THURSDAY, June 12 (HealthDay News) -- Since 1990, the number of golf cart-related injuries has steadily increased, and the high rate of injuries among children suggests that new guidelines are needed, according to a report published in the July issue of the American Journal of Preventive Medicine.

Daniel S. Watson, of The Ohio State University in Columbus, and colleagues assessed 1990-2006 data from the National Electronic Injury Surveillance System on all cases of non-fatal golf cart-related injuries treated in U.S. emergency departments.

The researchers estimated that 147,696 injuries occurred during the study period and that children under age 16 accounted for 31.2 percent of them. The investigators identified falls from golf carts as the most common cause of injury (38.3 percent), soft tissue damage as the most common type of injury (47.7 percent), and found that 7.8 percent of injuries required hospitalization. Between 1990 and 2006, they estimated that the number of injuries increased by 132.3 percent.

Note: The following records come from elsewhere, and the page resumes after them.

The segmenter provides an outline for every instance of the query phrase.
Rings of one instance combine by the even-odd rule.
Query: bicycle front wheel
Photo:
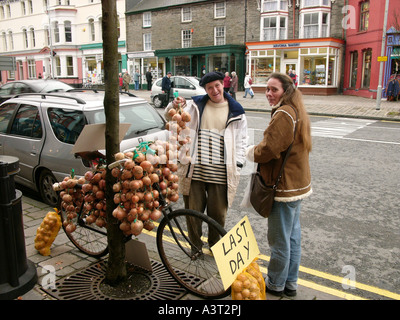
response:
[[[61,207],[61,206],[60,206]],[[85,219],[80,214],[72,222],[76,225],[73,232],[68,232],[64,227],[64,221],[67,220],[66,211],[60,208],[61,222],[68,239],[83,253],[101,258],[108,253],[107,233],[105,228],[99,228],[96,224],[86,225]]]
[[[171,276],[186,290],[204,299],[227,296],[208,243],[211,235],[226,234],[215,220],[194,210],[174,210],[157,229],[157,249]]]

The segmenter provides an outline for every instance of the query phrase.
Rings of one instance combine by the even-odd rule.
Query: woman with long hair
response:
[[[289,76],[271,74],[265,95],[272,106],[271,121],[263,140],[247,149],[247,158],[259,164],[267,185],[274,184],[293,143],[268,217],[271,259],[266,290],[277,296],[295,296],[301,257],[300,208],[302,200],[312,193],[310,120],[302,94]]]

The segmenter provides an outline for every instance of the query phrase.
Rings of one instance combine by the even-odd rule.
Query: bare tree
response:
[[[118,16],[115,0],[102,0],[103,59],[104,59],[104,109],[106,115],[106,160],[115,161],[119,152],[119,90],[118,90]],[[124,235],[112,212],[115,208],[112,186],[115,178],[107,169],[107,239],[109,247],[108,266],[105,281],[117,285],[126,278]]]

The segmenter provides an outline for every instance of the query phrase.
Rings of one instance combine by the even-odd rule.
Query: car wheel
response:
[[[53,190],[53,184],[57,180],[51,171],[45,169],[40,173],[39,177],[39,192],[43,201],[49,206],[56,207],[58,202],[58,194]]]
[[[160,99],[160,96],[155,96],[153,98],[153,104],[156,108],[161,108],[163,105],[163,100]]]

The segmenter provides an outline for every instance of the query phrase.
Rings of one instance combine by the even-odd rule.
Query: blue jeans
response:
[[[300,207],[301,200],[275,201],[268,217],[271,259],[266,285],[271,290],[297,289],[301,257]]]

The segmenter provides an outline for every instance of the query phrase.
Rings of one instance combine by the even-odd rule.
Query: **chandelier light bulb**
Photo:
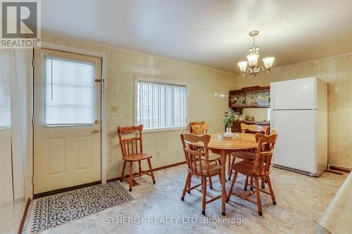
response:
[[[264,66],[266,69],[270,69],[272,67],[272,63],[274,63],[274,60],[275,58],[274,57],[267,57],[263,59],[263,62],[264,63]]]
[[[258,57],[259,55],[258,54],[251,54],[247,56],[248,63],[249,63],[249,67],[256,67],[258,64]]]
[[[248,64],[247,61],[242,61],[237,63],[237,65],[239,67],[239,70],[241,70],[241,72],[246,72],[246,70],[247,70],[247,64]]]

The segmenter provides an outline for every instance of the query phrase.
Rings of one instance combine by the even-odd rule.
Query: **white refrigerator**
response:
[[[270,84],[272,165],[311,176],[327,166],[327,84],[316,77]]]

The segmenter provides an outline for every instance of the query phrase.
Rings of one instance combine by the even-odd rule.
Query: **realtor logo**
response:
[[[40,46],[39,0],[1,1],[0,48]]]

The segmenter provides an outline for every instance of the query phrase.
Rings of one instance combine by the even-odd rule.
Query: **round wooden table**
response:
[[[227,155],[231,154],[234,151],[240,150],[253,149],[257,147],[255,134],[237,133],[239,135],[238,138],[233,139],[219,139],[218,134],[210,134],[210,141],[208,144],[208,148],[213,153],[221,155],[221,184],[222,184],[222,215],[226,215],[226,158]],[[194,146],[203,146],[203,143],[189,143]]]

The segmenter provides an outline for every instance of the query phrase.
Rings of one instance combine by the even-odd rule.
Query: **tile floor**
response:
[[[213,221],[223,218],[220,200],[207,205],[206,216],[201,214],[200,193],[187,193],[184,202],[181,201],[186,173],[185,165],[156,171],[156,185],[149,176],[138,178],[136,181],[140,185],[132,192],[134,200],[42,233],[314,233],[318,220],[347,176],[325,172],[317,178],[272,168],[271,178],[277,204],[272,205],[270,197],[262,193],[263,216],[259,216],[255,204],[232,196],[227,204],[226,218],[237,223],[246,220],[237,225],[206,223],[204,217],[215,218]],[[241,189],[244,178],[240,176],[237,188]],[[123,186],[128,188],[127,183],[123,182]],[[227,186],[230,186],[227,182]],[[214,178],[213,187],[213,194],[220,193],[218,178]],[[28,216],[32,215],[31,209]],[[122,217],[137,217],[132,221],[140,223],[122,223]],[[162,218],[171,223],[151,223],[157,219],[161,223]],[[30,231],[30,218],[24,233]]]

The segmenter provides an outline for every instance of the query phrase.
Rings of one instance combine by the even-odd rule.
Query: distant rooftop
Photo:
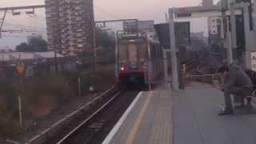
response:
[[[57,58],[63,58],[64,56],[57,54]],[[48,52],[8,52],[0,53],[0,61],[15,61],[15,60],[34,60],[40,58],[54,58],[54,51]]]

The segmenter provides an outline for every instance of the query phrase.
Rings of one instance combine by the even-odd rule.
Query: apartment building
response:
[[[93,0],[46,0],[50,50],[63,54],[93,50]]]

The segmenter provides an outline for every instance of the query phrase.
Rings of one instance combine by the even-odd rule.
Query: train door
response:
[[[128,45],[128,58],[130,69],[138,68],[138,51],[135,43],[129,43]]]

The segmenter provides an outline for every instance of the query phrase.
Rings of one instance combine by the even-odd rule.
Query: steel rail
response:
[[[71,130],[68,134],[66,134],[63,138],[57,142],[57,144],[62,144],[65,142],[65,141],[68,140],[68,138],[74,134],[79,128],[86,124],[90,120],[94,118],[98,113],[100,113],[102,110],[104,110],[110,102],[112,102],[122,91],[118,91],[113,98],[111,98],[107,102],[106,102],[102,106],[98,109],[94,114],[92,114],[88,118],[86,118],[84,122],[82,122],[79,126]]]

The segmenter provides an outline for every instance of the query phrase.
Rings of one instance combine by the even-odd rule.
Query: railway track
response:
[[[112,94],[104,104],[83,118],[81,122],[75,122],[46,143],[101,143],[138,93],[138,90],[121,90]]]

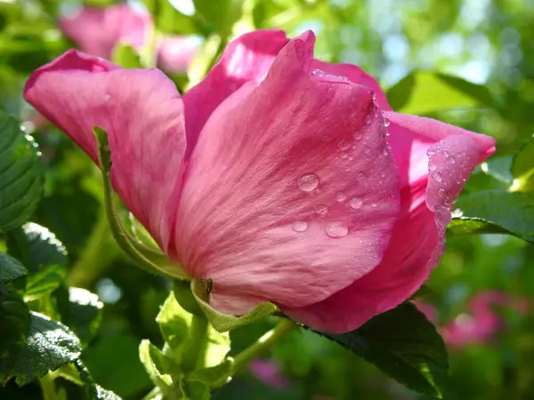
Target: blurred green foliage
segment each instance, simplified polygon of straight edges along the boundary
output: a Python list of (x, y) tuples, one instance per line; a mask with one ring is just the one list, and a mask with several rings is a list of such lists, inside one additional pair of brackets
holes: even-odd
[[(113, 2), (85, 3), (105, 6)], [(525, 214), (511, 217), (532, 240), (533, 1), (196, 0), (192, 15), (182, 8), (176, 10), (167, 1), (144, 3), (160, 31), (197, 35), (205, 40), (203, 50), (188, 71), (193, 81), (206, 72), (234, 34), (252, 28), (279, 28), (295, 36), (312, 28), (318, 36), (318, 58), (359, 64), (390, 88), (388, 96), (394, 108), (437, 117), (495, 137), (498, 149), (496, 159), (475, 172), (458, 203), (465, 204), (468, 215), (473, 207), (481, 207), (480, 203), (470, 204), (473, 197), (487, 200), (481, 190), (500, 193), (510, 188), (514, 179), (524, 179), (524, 193), (514, 196), (527, 204)], [(21, 88), (28, 74), (73, 46), (56, 24), (60, 12), (69, 5), (72, 4), (56, 0), (0, 0), (0, 105), (12, 116), (28, 120), (29, 108), (22, 100)], [(139, 62), (130, 50), (123, 47), (117, 51), (117, 60), (128, 67)], [(181, 91), (189, 83), (184, 76), (174, 80)], [(27, 122), (26, 126), (31, 129), (30, 123)], [(68, 324), (88, 344), (82, 360), (93, 379), (125, 399), (140, 399), (151, 388), (151, 383), (139, 360), (138, 345), (143, 339), (162, 345), (154, 321), (170, 284), (133, 268), (117, 251), (106, 226), (99, 226), (101, 181), (88, 157), (52, 126), (38, 129), (34, 137), (40, 145), (45, 178), (44, 198), (32, 220), (55, 233), (69, 250), (69, 263), (56, 253), (49, 264), (32, 266), (42, 275), (33, 283), (35, 286), (30, 281), (25, 282), (26, 290), (33, 287), (30, 306), (45, 308), (48, 306), (36, 301), (42, 302), (43, 296), (59, 291), (54, 292), (57, 299), (53, 301), (63, 306), (59, 308), (61, 316), (57, 319)], [(2, 146), (0, 141), (0, 151)], [(522, 149), (522, 153), (513, 158)], [(0, 159), (0, 165), (4, 162)], [(491, 202), (499, 202), (498, 196), (495, 196)], [(31, 203), (31, 199), (27, 200)], [(514, 211), (507, 198), (500, 207), (500, 217)], [(507, 230), (514, 232), (520, 228), (517, 224)], [(472, 228), (461, 224), (457, 227), (491, 232), (476, 224)], [(455, 225), (455, 229), (457, 227)], [(12, 237), (1, 236), (2, 250), (10, 246), (12, 249), (15, 243), (35, 246), (35, 236), (29, 235), (28, 229), (27, 227), (24, 231), (14, 232)], [(36, 251), (47, 251), (51, 244), (54, 245), (44, 238), (36, 244), (43, 246), (41, 250)], [(85, 251), (91, 245), (100, 252)], [(447, 249), (429, 282), (432, 292), (424, 298), (438, 307), (441, 322), (465, 312), (470, 296), (488, 289), (500, 289), (534, 300), (533, 244), (513, 236), (484, 234), (451, 236)], [(86, 271), (87, 265), (92, 267), (91, 273), (80, 274), (80, 270)], [(25, 266), (29, 268), (28, 263)], [(17, 266), (13, 271), (23, 273)], [(103, 310), (82, 310), (77, 307), (85, 303), (77, 306), (76, 301), (67, 301), (68, 289), (61, 284), (65, 274), (69, 284), (98, 293), (105, 303)], [(24, 292), (24, 288), (17, 289)], [(19, 308), (24, 308), (18, 295), (7, 292), (10, 290), (3, 288), (0, 305), (9, 298)], [(18, 311), (13, 309), (15, 314)], [(451, 378), (445, 398), (534, 398), (531, 315), (504, 316), (506, 327), (490, 344), (451, 350)], [(89, 316), (84, 319), (84, 316)], [(0, 321), (4, 317), (11, 316), (2, 314)], [(91, 321), (96, 317), (101, 318), (101, 324), (94, 332)], [(36, 317), (34, 315), (32, 318)], [(272, 321), (267, 319), (231, 332), (232, 352), (245, 348), (271, 326)], [(22, 334), (15, 331), (7, 333)], [(342, 347), (310, 332), (295, 332), (265, 356), (271, 356), (287, 376), (291, 382), (287, 388), (271, 388), (246, 372), (217, 391), (214, 398), (425, 398), (388, 379)], [(78, 398), (77, 388), (68, 379), (58, 382), (65, 393)], [(40, 389), (36, 384), (18, 389), (10, 381), (0, 388), (0, 395), (3, 400), (39, 398)]]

"While the American Academy of Pediatrics does not currently have a policy statement on golf cart use for children, it does recommend that (1) children aged under 6 years not ride in vehicles similar to golf carts, such as ATVs, riding lawn mowers, and snowmobiles; and (2) children aged under 16 should not be allowed to operate these vehicles. Based on these recommendations and the finding from this study that children aged under 16 years account for almost one-third of golf cart-related injuries, these guidelines should be considered for golf carts as well," the authors state.